The new research supports both positions. DUX4 is for the most part inactive, it seems. However, it now appears that in FSHD-affected cells, pieces of DUX4 DNA are activated. They're transcribed into RNA (the first step a cell takes when making a protein molecule from an activated stretch of DNA) and some of these RNA pieces can then be translated into protein molecules.

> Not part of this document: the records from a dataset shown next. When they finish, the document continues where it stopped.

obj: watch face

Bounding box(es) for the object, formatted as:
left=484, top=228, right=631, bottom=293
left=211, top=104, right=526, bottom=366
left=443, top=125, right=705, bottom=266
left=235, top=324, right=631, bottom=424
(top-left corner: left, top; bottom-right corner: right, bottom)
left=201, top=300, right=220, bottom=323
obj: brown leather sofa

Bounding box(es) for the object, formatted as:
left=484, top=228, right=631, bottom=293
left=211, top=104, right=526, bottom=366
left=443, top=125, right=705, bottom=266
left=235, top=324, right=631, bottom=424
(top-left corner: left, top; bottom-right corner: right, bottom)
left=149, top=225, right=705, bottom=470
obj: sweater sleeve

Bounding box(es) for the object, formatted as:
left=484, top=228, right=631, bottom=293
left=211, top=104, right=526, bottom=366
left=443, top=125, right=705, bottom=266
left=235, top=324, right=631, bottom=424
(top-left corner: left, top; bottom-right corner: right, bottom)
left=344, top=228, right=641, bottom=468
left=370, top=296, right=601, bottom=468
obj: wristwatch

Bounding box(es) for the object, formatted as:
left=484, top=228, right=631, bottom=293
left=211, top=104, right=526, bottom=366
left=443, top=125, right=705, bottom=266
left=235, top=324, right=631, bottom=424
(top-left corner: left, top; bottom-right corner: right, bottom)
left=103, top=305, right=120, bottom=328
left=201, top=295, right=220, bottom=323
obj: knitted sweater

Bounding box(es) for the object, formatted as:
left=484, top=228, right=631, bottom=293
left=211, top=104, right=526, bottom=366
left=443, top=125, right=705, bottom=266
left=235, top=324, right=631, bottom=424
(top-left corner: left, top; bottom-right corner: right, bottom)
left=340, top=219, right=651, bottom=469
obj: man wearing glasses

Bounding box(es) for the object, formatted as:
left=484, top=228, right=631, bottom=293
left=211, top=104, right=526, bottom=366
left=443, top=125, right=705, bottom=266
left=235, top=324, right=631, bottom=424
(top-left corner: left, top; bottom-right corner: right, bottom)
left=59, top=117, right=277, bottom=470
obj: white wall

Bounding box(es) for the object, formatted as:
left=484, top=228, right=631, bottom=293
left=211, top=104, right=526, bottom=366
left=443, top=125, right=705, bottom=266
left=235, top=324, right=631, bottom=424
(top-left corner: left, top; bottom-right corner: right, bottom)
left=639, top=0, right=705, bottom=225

One of the protein molecules made from the partially activated DUX4 gene was found to interfere with muscle development in cells in the laboratory. Other protein and RNA molecules from the abnormally activated DUX4 gene could have toxic effects as well, the researchers say. Therefore, any of them have the potential to become targets for therapeutic development.

Meaning for patients

There is no immediate potential for treatment from the new findings. However, if blocking or destroying one or more of the toxic pieces of RNA or protein improves or stabilizes weakness in an animal model of FSHD, a biotechnology company could become interested in developing the concept into a drug for human use. MDA supports this kind of drug development through its MDA Venture Philanthropy program (MVP).

If someone in your family has FSHD, you can help speed research by joining the National Registry of Myotonic Dystrophy & FSHD Patients and Family Members. This registry, supported by the National Institutes of Health and administered by the University of Rochester (N.Y.) Medical Center, connects patients with investigators.